While I can't say I "enjoyed" reading this book, it was certainly helpful and informative. Parts of it were extremely difficult to read, particularly the parts that said that grief never goes away and that your life is permanently altered. As someone who does not like change in the slightest, this was a startling statement.
I can honestly say that the author did an excellent job of transferring her ideas into a managable book for the grieving. I would recommend it with a warning: She is honest, and it can be a little upsetting and difficult to read. Please be prepared for this beforehand.
One of my best friends from college recently died, so I picked up this book from the library. It's nothing ground breaking or new, but it was a nice little book to walk with me through this very hard time and join me on my journey through the greiving process. I recommend it for anyone who needs to see that other people have also been on this journey and continue on it to this day. It also gives good ideas on different ways to work through parts of the greiving process.
"This is the Hour of Lead - Remembered if outlived, As Freezing persons, recollect the Snow - First - Chill - then Stupor - Then letting go -"
It must take courage to write a message of ...?... to the grieving. There probably is no book, no philosophy, no sunset, no memory that quite gets grief - it is too personal. Maybe this lack of universal understanding is just one of the terms, for better or worse, that those of us who have willingly held a mortal hand must accept. I think McCormack gives as much as she can in plain prose, in poetry, in advice. It's not enough. She doesn't get there, but she gets somewhere. She'll keep you afloat, maybe. I do not like that she dwells on how the death of a loved one brings us closer to the fact of our own mortality. Who cares? I wish she focused more on what to do with the complex bond that won't seem to die, but clearly doesn't live. There are some sharp pangs that I wish she could answer to, but it's also the first book I've finished in months. Still searching. But I do like the advice she gives at the end for those who love someone experiencing grief. It's a very particular sort of pain.
Publisher's Weekly said in a review, "McCormack includes a chapter of "Guidelines for Spirit Guardians," offering advice to those who accompany grieving people so they can be fully present and helpful."
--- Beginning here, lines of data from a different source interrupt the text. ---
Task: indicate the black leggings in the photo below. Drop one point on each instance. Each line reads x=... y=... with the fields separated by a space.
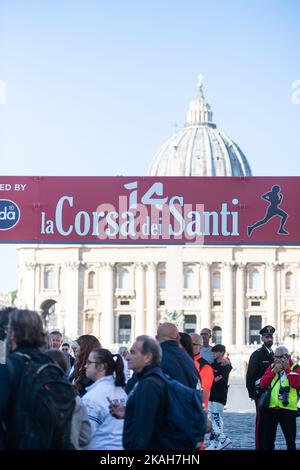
x=287 y=421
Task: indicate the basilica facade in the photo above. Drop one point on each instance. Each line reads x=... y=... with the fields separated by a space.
x=119 y=292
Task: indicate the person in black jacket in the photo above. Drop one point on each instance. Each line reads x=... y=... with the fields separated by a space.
x=175 y=361
x=258 y=363
x=24 y=335
x=147 y=401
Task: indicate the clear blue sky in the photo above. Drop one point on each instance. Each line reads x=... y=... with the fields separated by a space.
x=95 y=87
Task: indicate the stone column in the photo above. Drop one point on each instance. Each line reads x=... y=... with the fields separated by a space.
x=140 y=328
x=271 y=295
x=227 y=336
x=107 y=318
x=151 y=320
x=240 y=305
x=205 y=296
x=29 y=285
x=72 y=298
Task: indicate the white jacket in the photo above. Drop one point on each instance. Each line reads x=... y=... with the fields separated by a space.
x=107 y=431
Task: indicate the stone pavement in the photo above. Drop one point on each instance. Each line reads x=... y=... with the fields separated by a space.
x=239 y=419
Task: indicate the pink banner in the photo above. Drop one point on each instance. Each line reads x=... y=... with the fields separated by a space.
x=147 y=210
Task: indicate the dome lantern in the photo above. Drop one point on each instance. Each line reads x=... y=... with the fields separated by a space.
x=200 y=149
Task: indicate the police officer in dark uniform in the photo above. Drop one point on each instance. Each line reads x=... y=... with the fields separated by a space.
x=258 y=363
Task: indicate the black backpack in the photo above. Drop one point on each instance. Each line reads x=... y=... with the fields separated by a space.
x=185 y=418
x=42 y=412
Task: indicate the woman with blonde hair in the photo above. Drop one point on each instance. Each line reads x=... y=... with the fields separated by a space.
x=86 y=343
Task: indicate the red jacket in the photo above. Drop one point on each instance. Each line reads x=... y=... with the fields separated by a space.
x=206 y=374
x=269 y=375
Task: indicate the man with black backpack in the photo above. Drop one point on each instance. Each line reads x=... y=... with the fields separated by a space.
x=161 y=413
x=36 y=402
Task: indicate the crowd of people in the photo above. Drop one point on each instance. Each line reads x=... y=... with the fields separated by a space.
x=119 y=401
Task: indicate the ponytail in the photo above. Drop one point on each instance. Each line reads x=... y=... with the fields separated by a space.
x=113 y=364
x=119 y=370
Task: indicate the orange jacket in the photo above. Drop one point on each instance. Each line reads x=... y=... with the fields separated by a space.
x=206 y=374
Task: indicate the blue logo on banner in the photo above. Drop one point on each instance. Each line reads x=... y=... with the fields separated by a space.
x=9 y=214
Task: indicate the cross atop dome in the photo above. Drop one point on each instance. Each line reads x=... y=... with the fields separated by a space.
x=199 y=112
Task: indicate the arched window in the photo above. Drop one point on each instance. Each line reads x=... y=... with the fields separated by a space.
x=216 y=280
x=124 y=279
x=217 y=335
x=289 y=281
x=124 y=334
x=49 y=279
x=189 y=279
x=254 y=279
x=190 y=323
x=162 y=280
x=91 y=280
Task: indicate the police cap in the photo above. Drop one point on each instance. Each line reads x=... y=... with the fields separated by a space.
x=267 y=330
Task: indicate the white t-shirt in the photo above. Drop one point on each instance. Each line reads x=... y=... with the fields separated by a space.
x=107 y=431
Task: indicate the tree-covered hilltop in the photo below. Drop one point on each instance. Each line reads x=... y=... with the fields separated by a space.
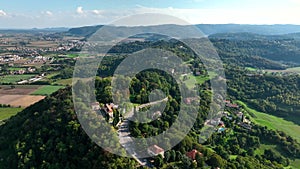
x=48 y=135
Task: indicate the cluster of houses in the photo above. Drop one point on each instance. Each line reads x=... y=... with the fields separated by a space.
x=10 y=58
x=235 y=109
x=243 y=121
x=22 y=71
x=106 y=110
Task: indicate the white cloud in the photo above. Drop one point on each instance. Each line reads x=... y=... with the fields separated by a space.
x=79 y=10
x=193 y=16
x=97 y=12
x=49 y=13
x=2 y=13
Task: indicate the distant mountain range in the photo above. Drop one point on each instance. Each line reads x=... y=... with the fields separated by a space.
x=207 y=29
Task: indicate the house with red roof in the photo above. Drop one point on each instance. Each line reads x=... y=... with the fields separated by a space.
x=155 y=150
x=192 y=154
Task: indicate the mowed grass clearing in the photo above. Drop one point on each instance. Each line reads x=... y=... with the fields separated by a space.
x=7 y=112
x=273 y=122
x=14 y=78
x=64 y=82
x=46 y=90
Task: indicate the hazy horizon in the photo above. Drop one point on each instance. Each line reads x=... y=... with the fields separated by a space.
x=51 y=14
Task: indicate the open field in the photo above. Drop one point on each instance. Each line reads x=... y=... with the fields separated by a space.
x=42 y=44
x=18 y=89
x=64 y=82
x=14 y=78
x=6 y=113
x=46 y=90
x=20 y=100
x=273 y=122
x=289 y=70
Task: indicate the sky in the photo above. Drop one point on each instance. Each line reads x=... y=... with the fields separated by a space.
x=21 y=14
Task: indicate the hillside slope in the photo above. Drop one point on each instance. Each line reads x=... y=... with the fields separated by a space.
x=48 y=135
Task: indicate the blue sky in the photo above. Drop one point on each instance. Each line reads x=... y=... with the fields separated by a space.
x=70 y=13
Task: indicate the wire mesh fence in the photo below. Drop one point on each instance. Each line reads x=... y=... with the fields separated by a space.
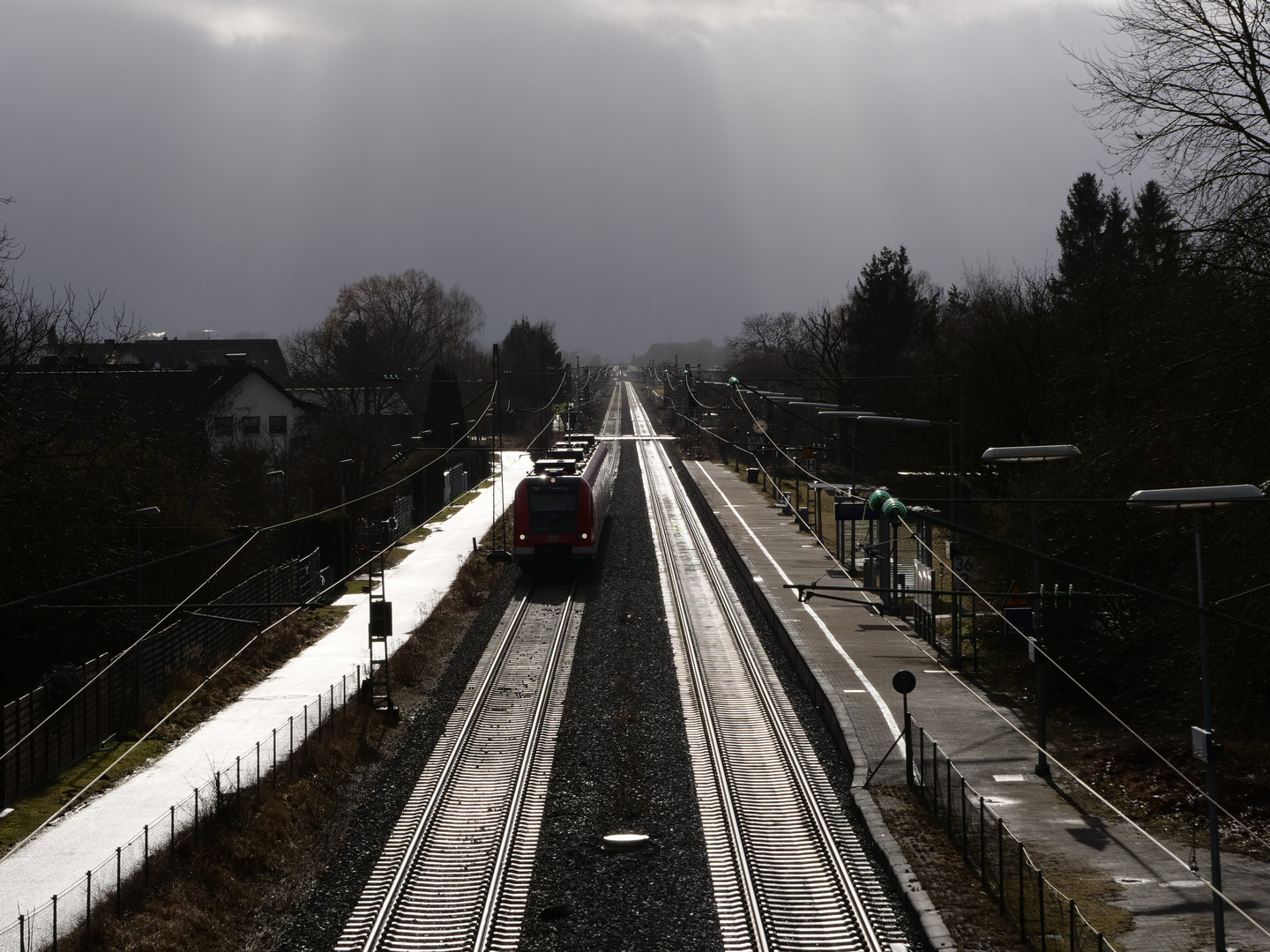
x=198 y=640
x=120 y=881
x=1047 y=918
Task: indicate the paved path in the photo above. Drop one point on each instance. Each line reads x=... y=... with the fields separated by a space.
x=56 y=859
x=857 y=651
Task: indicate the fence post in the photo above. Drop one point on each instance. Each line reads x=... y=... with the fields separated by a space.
x=966 y=839
x=935 y=778
x=921 y=747
x=908 y=747
x=1022 y=908
x=947 y=790
x=983 y=850
x=1001 y=865
x=1041 y=906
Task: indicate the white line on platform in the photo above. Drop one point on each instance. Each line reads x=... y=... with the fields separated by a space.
x=882 y=704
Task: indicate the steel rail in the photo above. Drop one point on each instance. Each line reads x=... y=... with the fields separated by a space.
x=710 y=726
x=522 y=778
x=862 y=918
x=390 y=902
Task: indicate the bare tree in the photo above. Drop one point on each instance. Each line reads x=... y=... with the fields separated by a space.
x=1188 y=93
x=398 y=325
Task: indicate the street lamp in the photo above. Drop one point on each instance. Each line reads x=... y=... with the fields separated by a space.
x=1035 y=455
x=344 y=466
x=1198 y=499
x=276 y=479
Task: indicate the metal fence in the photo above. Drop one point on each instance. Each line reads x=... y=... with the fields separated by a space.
x=456 y=482
x=198 y=641
x=124 y=876
x=1047 y=918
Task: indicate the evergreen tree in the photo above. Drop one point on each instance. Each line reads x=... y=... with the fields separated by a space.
x=888 y=305
x=1154 y=233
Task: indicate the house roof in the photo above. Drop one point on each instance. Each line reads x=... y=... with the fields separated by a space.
x=263 y=353
x=222 y=380
x=389 y=400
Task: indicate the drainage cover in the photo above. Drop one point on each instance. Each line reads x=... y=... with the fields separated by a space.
x=625 y=842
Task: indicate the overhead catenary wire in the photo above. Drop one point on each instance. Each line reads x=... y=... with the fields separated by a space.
x=1088 y=693
x=144 y=636
x=207 y=681
x=1065 y=673
x=216 y=571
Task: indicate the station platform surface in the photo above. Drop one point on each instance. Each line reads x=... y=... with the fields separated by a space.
x=857 y=651
x=86 y=837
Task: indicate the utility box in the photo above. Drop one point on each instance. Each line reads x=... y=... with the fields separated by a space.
x=381 y=620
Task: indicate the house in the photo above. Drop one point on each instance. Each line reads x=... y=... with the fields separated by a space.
x=263 y=353
x=247 y=406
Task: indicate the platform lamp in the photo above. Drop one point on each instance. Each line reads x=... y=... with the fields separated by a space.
x=1198 y=499
x=1035 y=455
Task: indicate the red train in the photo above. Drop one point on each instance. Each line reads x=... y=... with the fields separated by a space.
x=560 y=507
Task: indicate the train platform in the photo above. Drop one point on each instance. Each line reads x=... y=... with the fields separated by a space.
x=852 y=652
x=89 y=834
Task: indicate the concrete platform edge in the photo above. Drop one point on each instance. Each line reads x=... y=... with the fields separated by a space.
x=834 y=716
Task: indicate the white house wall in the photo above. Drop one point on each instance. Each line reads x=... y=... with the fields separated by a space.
x=254 y=397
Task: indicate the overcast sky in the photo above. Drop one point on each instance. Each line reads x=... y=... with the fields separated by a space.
x=635 y=170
I liked that chapter, too. I can't recall anything specific about the chapter at the moment but thought the tips useful.
I really wish I had received this book when my mother had died. It's really good at explaining a type of grieving process, and how to help those who are grieving.
I read this book in an effort to identify helpful resources for clients in my psychotherapy practice. I like that the author debunks the idea that grief is linear and follows steps or stages. It does not. What I didn't like about the book, however, is how it was organized. The flow felt disjointed to me, which could've been an issue with formatting by the publisher, how the author organized the topics or both. Useful information, but not the smoothest read.
A helpful book to those of us on the journey through grief. It also contains wise words for friends on how to (and how not to) respond to a person in the midst of pain.